Клеенка, немножко липкая, прилипающая к руке летней ночью, крошки впиваются в
локоть, если облокотиться и говорить, говорить, говорить. Пепельница, из
которой к концу вечера, к середине ночи, уже и бычки будут вытаскивать, курить
ничего не останется. И распустим теории, и начнем прясть сначала, и повторится
всё, как встарь: бормотание бачка, бульканье бутылки, бард, бред…
Этим и соблазнялись приезжие, молодые стажеры,
студенты лучших университетов, прошедшие через горнило экзаменов и конкурсов. В
их западном мире, в цивилизациях реальных и рациональных, именно в молодости
конкуренция страшнее всего; она, конкуренция, всем правит, сладкие годы
молодости стажеры на нее ухлопали…
Но ведь в глубине души даже самые успешные
победители конкурсов, получатели грантов и лауреаты премий – ведь и они знают,
что удача временна, иллюзорна… Может быть, они, умные, лучше всех и знают,
потому что много прочли.
Попав в холод, скудость и темноту, которые заранее
так долго изучали, окруженные прототипами, – как же они быстро растворялись в
среде! Как же они, усталые от многолетнего юношеского недосыпа, быстро
распускались: однова живем, все там будем, всех денег не заработаешь, работа не
волк… Ведь правда, правда же это!
Когда люди говорили о своих планах на будущее, я
слушала сочувственно, но внутренне удивлялась: – Какие могут быть планы на
будущее здесь, в этом месте? Планы на будущее предполагают надежды на успех. У
меня было ощущение, что успех в тех условиях был позором, всегда компромиссом,
часто – цепью мелких предательств. Привычка к успеху разъедала людей изнутри. Я
выросла среди очень успешных людей.
Не берусь логически, исторически, морально и
философски обосновывать такую точку зрения, потому что это была не точка
зрения, а чувство.
Моя относительная честность была скорее наивностью
и чистоплюйством и во многом объяснялась тем, что я жила в обеспеченной семье,
с поисками еды и жилья и прочими ужасами мне до отъезда дела иметь не
приходилось. Почему я, собственно, уехала? Потому что в то время для
элементарной порядочности нужен был героизм. Мне повезло, я в молодости дружила
с людьми, которые на это были способны. Но мне совершенно не хотелось жизни, в
которой всегда есть место подвигу. Я предпочитаю общество, где отказ
сотрудничать с убийцами не требует особой гражданской доблести.
Нас держали в неподвижности, на оттянутой назад
тетиве. А потом выстрелили во внешний мир.

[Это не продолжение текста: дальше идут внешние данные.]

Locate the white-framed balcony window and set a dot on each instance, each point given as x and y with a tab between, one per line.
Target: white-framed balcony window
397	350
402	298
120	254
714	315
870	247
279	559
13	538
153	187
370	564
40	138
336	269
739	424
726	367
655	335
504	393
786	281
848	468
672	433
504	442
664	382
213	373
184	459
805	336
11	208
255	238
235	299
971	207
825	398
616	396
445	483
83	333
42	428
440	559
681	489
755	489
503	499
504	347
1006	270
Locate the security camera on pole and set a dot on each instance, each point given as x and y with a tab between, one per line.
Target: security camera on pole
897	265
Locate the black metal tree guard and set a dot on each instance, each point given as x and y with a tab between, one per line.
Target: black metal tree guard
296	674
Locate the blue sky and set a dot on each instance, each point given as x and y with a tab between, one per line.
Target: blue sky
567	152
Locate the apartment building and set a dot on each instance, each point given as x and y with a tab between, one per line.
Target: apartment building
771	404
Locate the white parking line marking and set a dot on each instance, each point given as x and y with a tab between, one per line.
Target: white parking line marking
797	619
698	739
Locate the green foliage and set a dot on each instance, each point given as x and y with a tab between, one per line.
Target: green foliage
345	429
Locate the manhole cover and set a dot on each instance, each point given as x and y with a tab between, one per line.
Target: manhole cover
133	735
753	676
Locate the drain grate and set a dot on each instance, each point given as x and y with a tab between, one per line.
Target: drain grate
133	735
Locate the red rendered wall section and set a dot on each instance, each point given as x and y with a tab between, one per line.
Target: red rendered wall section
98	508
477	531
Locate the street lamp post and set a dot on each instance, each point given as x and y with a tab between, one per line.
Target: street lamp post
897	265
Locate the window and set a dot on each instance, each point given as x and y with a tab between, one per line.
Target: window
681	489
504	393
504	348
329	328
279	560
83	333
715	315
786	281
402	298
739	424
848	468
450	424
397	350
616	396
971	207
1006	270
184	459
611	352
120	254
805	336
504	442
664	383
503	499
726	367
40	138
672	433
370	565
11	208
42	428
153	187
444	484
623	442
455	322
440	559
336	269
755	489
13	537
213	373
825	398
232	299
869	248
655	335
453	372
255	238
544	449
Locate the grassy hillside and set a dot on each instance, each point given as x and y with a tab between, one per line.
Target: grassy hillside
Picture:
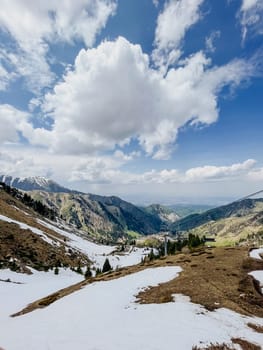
101	217
236	223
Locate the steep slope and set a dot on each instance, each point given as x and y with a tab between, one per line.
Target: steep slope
33	183
235	209
236	223
25	242
99	216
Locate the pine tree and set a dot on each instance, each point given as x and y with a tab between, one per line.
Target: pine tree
88	273
107	266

В этот сказочный, загробный мир капитализма,
который сохранился для нас только в книжках про старые времена, но в то же
время был миром, ушедшим на десятилетия вперед. Наши представления о прошлом и
будущем тошнотворно закружились. Машина времени мотала нас по кольцу Мёбиуса.

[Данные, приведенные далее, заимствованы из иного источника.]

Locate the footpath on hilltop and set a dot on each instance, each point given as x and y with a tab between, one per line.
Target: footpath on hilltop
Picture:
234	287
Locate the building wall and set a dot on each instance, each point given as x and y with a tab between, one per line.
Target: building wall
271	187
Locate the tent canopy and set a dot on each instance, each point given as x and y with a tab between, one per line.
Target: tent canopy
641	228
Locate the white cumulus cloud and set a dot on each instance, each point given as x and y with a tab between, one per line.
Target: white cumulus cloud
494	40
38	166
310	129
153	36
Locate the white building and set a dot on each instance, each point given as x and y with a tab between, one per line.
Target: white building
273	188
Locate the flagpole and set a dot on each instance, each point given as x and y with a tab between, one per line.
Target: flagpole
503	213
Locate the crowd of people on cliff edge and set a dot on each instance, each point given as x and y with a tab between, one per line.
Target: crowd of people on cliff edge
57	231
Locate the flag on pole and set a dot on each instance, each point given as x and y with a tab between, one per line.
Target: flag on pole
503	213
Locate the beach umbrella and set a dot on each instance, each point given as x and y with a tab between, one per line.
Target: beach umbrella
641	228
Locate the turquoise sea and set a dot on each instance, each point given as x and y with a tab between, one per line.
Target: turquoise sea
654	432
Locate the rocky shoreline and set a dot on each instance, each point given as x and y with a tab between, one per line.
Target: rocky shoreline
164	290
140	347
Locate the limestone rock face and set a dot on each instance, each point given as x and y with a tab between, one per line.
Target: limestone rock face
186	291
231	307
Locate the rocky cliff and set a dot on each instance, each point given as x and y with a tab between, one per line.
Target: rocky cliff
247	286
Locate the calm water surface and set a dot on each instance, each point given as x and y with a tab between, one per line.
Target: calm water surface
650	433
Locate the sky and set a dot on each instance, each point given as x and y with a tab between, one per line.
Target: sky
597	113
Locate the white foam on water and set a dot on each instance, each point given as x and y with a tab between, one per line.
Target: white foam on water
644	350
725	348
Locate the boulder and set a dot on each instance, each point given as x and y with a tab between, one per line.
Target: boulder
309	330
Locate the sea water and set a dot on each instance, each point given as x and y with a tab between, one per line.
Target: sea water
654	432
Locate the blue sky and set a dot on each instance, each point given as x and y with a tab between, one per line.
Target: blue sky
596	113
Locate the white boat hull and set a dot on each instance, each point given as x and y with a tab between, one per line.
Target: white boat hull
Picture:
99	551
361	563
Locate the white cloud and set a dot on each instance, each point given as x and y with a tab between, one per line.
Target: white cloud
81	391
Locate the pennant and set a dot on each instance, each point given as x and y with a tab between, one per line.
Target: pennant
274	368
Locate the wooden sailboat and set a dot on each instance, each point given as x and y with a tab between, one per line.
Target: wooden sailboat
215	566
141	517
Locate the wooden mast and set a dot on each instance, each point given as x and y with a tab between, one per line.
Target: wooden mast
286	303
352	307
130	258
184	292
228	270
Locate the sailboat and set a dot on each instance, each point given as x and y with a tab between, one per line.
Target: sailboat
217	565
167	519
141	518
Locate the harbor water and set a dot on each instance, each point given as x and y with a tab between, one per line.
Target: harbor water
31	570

Через несколько месяцев после отъезда я оказалась
в Венеции.
У людей, сбежавших из тюрьмы, бывают
нереалистичные представления о прелестях свободы. Мы ожидали от таинственной
заграницы, от легендарного Запада, освобождения от всех законов не только
социальных, но, возможно, и времени и пространства.

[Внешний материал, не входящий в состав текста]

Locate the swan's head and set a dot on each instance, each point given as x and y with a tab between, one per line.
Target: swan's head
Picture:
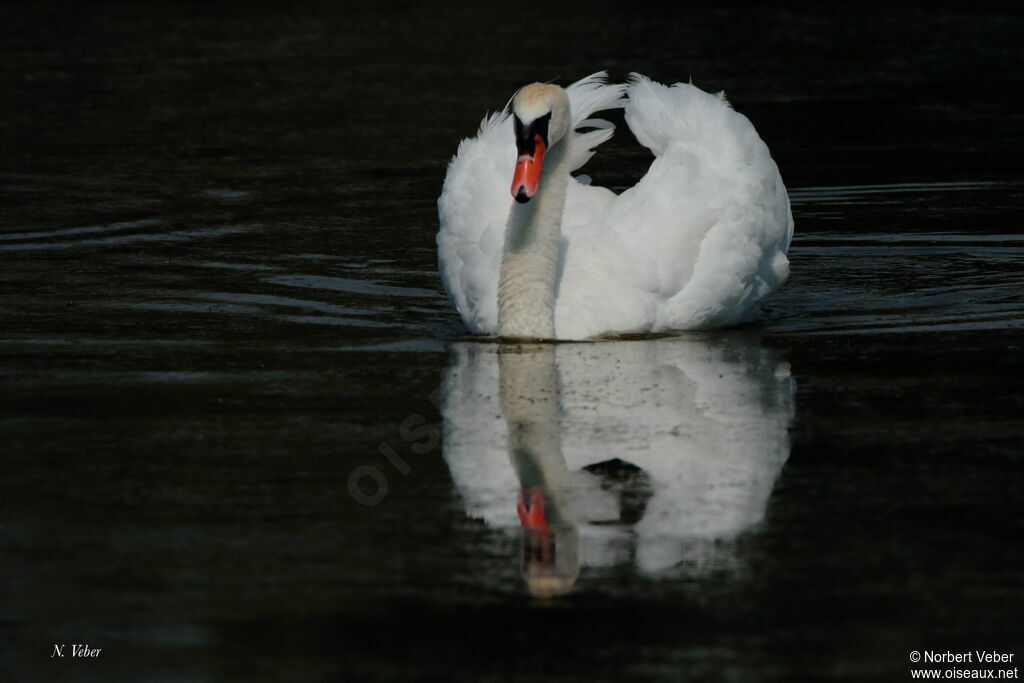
541	117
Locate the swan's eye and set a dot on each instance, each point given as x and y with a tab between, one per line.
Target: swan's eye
525	134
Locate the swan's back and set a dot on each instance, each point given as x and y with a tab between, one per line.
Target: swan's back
475	201
698	242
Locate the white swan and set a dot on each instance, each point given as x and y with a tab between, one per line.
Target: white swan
706	419
696	244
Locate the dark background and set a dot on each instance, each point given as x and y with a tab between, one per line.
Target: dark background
218	296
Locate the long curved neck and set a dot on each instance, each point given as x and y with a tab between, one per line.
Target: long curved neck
529	262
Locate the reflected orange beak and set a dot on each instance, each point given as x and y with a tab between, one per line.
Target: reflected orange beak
527	171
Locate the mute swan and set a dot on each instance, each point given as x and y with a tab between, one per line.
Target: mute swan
696	244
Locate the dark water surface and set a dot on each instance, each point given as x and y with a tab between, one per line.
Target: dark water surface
218	299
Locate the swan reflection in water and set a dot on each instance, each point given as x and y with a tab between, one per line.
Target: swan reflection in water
653	454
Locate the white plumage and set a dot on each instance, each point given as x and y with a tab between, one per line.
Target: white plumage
696	244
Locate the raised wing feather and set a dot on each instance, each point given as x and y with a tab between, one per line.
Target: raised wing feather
475	200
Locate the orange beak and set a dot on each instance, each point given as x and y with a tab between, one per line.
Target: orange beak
527	172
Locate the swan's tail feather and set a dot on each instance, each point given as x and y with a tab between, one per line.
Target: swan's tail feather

В Венеции именно это и произошло для меня. Всё же
раньше под ногами была земля, а над головой небо, – а здесь и того не было,
улицы были не улицы, всюду вода под ногами, между домами расщелины, коридоры,
над которыми неба – узкая струйка.
Биеннале того года, 1977-го, была посвящена
советскому подпольному искусству, квартирным выставкам и самиздату. Самиздат
наш, тетрадочки и листочки, лежал в музейных витринах – как каменные
наконечники стрел неолита, как обломки этрусских ваз. Очень сильно действовало
на мозги человека, впервые вышедшего из этого неолита всего лишь три месяца
назад. И вот в музее – а это было на площади Св. Марка – мне показывают мое
прошлое в застекленной, с температурным контролем витрине. На сыром венецианском
ветру полощутся геральдические полотнища со списками моих соучеников по МСХШ.
По площади Св. Марка идет наш бывший сосед по
Розовому Гетто – Галич, ставший жителем Парижа, под руку с Синявским. Бродский читает стихи в театре Ла Фениче,
золоченой табакерке. Он выглядел веселым и после чтения радостно рассказывал,
что накануне какой-то художник-нонконформист свалился-таки по пьянке
в канал.
Галич умер в Париже через две недели. Театр Ла
Фениче сгорел восемнадцать лет спустя, в тот самый день, когда умер
Бродский.
Когда я отплывала от Венеции, начиналось
наводнение. Мне всерьез показалось, что город тонет, что я отвернусь – и
Венеция утонет, растает, как и вся моя предыдущая жизнь.